したがって被告会社らは民法七一九条一項前段に基づき共同不法行為者として原告らの損害につき連帯してその責を負い、また、被告会社ら各自についての個別減免責は許されないと解する。
三 ところで、被告会社らの排煙に由来する硫黄酸化物は本件地域の硫黄酸化物すべてではないこと、本件地域における各測定局における寄与度は図表40のとおりであること等の事実は第五章で認定したところである。そうすると、共同不法行為を認定するについての前記の事情のみならず損害の公平な分担を規定する民法七二二条二項の趣旨等も考慮すると、被告会社らは、原告らの損害につき、その排出物の寄与度に応じた割合の合計部分相当につき責任があると解するのが相当である。すなわち具体的には、本件患者の慰謝料等を(喫煙等につき別記のとおり考慮の上)確定し、これに対し、その発病等時期、最寄りの測定局における二酸化硫黄の寄与度に応じた割合で損害賠償をするのが相当である。なお喫煙、アトピー素因、増悪等についての判断は別途してあるので、右寄与度のほか別途減額する事情はないと解する。
ところで図表40は年度単位で昭和四五年度から昭和五〇年度につき判断してあるが、いずれもこれを年単位で昭和四五年発病から昭和五〇年発病につき適用しても格別な差異が生じないと認められるのでこれにより各年に適用することとする。また、本社患者中昭和五一年から昭和五五年までの発病、増悪については、本件地域の一般的な二酸化硫黄の濃度、被告会社らの公害対策の進展からすると、昭和五〇年の数値と格別の差異はないと認められるので右数値によることとする。
次に本件患者中昭和三六年から昭和四四年までの発病、増悪については、従前認定の事実によると、被告会社らが、当該時期においても本件地域において硫黄酸化物を排出していたことは明らかであり(例えば被告会社らの昭和四四年度の硫黄酸化物排出量は昭和四八年度の約二・六三倍を下らない(図表37)。)、また、前記によると、被告会社らの排出した硫黄酸化物等の一部が本件患者らの居住地、勤務地に到達し、本件患者の指定疾病の発病、増悪に影響を与えたこと、被告会社らの当時の高煙突化、燃料対策等の公害対策はまだ不十分であったこと、他方、被告東レ東海工場(前記のとおり昭和四四年操業開始)等まだ建設、操業されていない工場もあったこと、当時は他にも煙源があったところ同所における公害対策が被告会社らの本件各工場以上に進んでいたとは考えられないこと等が認められ、これらの事実を総合すると、右時期における寄与度はおおむね昭和四五年度と同一と認めるのが相当である。
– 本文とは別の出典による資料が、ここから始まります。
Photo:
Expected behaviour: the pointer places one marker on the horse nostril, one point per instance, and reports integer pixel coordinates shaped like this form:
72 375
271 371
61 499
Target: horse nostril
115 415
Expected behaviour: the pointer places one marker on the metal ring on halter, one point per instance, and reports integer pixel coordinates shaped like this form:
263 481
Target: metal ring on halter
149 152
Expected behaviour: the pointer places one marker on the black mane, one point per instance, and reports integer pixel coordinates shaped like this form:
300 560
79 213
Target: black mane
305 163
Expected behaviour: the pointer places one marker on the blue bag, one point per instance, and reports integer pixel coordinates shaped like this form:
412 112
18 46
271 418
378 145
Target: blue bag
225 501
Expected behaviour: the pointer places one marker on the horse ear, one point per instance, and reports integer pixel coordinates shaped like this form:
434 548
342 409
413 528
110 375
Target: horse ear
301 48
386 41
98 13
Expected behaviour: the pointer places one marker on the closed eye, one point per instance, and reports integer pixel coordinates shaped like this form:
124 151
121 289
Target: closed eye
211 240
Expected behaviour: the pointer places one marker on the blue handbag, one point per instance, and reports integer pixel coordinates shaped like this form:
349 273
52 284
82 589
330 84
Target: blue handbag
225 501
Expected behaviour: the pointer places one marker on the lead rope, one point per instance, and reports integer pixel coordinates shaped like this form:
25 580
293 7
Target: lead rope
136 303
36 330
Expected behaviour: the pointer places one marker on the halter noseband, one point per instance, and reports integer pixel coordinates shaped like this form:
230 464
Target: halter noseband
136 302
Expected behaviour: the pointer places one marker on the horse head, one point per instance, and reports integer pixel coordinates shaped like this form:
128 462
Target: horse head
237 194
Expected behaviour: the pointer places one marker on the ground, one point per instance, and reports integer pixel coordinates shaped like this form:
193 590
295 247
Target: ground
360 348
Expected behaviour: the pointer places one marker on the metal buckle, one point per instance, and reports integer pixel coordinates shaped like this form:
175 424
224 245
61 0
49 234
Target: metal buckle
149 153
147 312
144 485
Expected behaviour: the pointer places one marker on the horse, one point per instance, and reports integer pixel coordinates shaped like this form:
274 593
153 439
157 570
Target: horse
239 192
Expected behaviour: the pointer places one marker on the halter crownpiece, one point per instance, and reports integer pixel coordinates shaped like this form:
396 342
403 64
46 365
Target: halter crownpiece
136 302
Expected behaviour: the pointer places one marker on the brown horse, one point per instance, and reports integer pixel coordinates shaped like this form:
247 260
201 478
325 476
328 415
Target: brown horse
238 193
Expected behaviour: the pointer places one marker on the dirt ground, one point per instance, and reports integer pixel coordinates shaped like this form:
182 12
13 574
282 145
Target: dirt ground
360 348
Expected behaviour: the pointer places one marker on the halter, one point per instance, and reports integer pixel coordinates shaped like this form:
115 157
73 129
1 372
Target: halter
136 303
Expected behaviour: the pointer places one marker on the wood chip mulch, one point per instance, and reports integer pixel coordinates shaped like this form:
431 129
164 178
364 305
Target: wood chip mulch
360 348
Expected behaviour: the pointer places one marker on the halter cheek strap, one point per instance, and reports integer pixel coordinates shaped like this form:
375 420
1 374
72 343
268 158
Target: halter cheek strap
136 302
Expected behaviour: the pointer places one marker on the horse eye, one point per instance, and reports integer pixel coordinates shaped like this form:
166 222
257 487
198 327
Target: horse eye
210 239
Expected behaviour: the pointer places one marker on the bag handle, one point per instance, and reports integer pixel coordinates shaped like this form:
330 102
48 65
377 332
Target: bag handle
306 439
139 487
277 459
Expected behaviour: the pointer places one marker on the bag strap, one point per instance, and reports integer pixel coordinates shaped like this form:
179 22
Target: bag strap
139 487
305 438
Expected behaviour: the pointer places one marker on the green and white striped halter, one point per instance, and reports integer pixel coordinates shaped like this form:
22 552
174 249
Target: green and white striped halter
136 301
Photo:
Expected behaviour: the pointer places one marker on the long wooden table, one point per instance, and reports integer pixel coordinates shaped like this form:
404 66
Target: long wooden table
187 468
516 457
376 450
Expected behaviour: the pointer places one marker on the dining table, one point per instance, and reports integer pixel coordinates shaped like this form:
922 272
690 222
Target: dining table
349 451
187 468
したがって右時期の発病等については右数値を用いることとする。
第二被告会社らと被告国の共同不法行為
一 昭和五三年度までの硫黄酸化物による本件患者の発病、増悪については、従前認定したところによると、本件各道路の走行自動車からの排出ガスに由来するものも全くないとはいえない。しかし、前記に判断したとおり(第五章)、右時期の硫黄酸化物中自動車に由来するもの、特にそのうち本件各道路を走行する自動車に由来するものは格別のものを認めることができないのであるから、右時点での硫黄酸化物による本件患者の発病等につき被告国の責任を認めることはできない。
二 次に、国道二三号線全線開通のあった昭和四七年以降の浮遊粒子状物質による沿道居住者の気管支喘息の発病、増悪については、被告会社らにおいても、あるいはDEP類似の物質を排出していたかもしれないが、前記のとおりその発病等の因果関係は沿道二〇mの限度で認められるにすぎないから、被告会社らによる不法行為を認める余地はないといわねばならない。
したがって、原告らの損害中右に由来すると認められる部分についてはすべて被告国のみがこれを賠償する責任を負うものである。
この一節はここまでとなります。